The goal is to develop a fine-grained emotional Text-To-Speech (TTS) model that allows control over the emotional intensity of each word or phoneme. This level of control can express different attitudes or intentions, even with the same emotion. However, it is nearly impossible to label intensity variations over time, so it’s necessary to learn effective emotion intensity representations without labels.
We first train an Intensity Extractor to provide intensity representaions. The Extractor is built on a novel Rank model, which is straightforward yet efficient in extracting emotion intensity information, and both inter- and intra-distance are considered. The ranking is performed on two samples augmented by Mixup (“Mixup: Beyond Empirical Risk Minimization”, ICLR 2017). Each augmented sample is a mix of the same non-neutral and neutral speech. By applying different weights to non-neutral and neutral speech, one mixture contains more non-neutral components than the other. In other words, the non-neutral intensity of one mixture is stronger than that of the other. By learning to rank these two mixtures, the Rank model must not only determine the emotion class (inter-class distance) but also capture the amount of non-neutral emotion present in mixed speech, i.e., the intensity of non-neutral emotion (intra-class distance).
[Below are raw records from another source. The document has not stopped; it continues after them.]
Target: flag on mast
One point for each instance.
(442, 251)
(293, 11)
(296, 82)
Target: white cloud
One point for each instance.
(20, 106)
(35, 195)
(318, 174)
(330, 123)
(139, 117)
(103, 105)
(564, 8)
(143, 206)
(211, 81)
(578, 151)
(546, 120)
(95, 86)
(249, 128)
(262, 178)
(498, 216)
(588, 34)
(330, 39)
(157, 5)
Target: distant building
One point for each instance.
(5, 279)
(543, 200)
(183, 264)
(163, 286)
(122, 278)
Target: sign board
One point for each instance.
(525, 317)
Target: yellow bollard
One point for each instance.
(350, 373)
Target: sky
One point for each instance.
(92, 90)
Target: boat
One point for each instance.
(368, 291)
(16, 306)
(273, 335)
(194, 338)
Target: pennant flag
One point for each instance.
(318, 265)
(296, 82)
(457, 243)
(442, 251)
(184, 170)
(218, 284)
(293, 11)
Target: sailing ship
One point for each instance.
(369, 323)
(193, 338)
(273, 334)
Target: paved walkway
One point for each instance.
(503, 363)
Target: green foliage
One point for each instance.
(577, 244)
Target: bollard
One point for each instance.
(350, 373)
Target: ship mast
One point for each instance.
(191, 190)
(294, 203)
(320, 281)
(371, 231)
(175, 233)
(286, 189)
With a pre-trained Intensity Extractor, we then train a FastSpeech 2 TTS model (“FastSpeech 2: Fast and High-Quality End-to-End Text to Speech”, ICLR 2020). The architecture remains the same as in the original paper, but in this instance, the Intensity Extractor is incorporated to supply conditional intensity information.

The first subjective experiment shows that when the spoken content is the same, listeners find it easier to discern differences in intensity in the speech synthesized by our model.
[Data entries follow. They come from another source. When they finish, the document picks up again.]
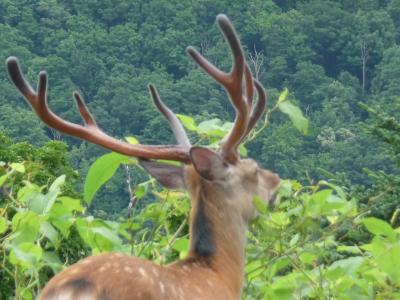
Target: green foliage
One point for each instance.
(297, 251)
(100, 172)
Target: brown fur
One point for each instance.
(228, 208)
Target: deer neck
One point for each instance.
(218, 234)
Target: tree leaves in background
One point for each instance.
(101, 171)
(295, 115)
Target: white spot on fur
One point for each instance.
(142, 272)
(128, 269)
(198, 290)
(162, 287)
(155, 272)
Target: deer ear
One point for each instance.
(208, 164)
(169, 176)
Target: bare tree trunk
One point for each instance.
(364, 60)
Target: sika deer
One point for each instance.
(220, 184)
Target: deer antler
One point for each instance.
(90, 131)
(246, 115)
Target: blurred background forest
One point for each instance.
(335, 232)
(331, 55)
Another subjective experiment is the A/B preference test on emotion expressiveness. The results indicate that listeners tend to perceive the expression of emotion as clearer in the speech synthesized by our model.
Finally, Mean Cepstral Distortion (MCD) and Naturalness Mean Opinion Score (MOS) evaluations are conducted on all synthesized samples. The results show that the quality and naturalness of the speech synthesized by our model surpass all baseline models.
To conclude, we propose a fine-grained controllable emotional TTS, based on a novel Rank model. The Rank model captures both inter- and intra-class distance information, and thus is able to produce meaningful intensity representations. We conduct subjective and objective tests to evaluate our model, the experimental results show that our model surpasses two state-of-the-art baselines in intensity controllability, emotion expressiveness and naturalness.
The results of this study have been presented at the ICASSP 2023 in Rhodes, Greece.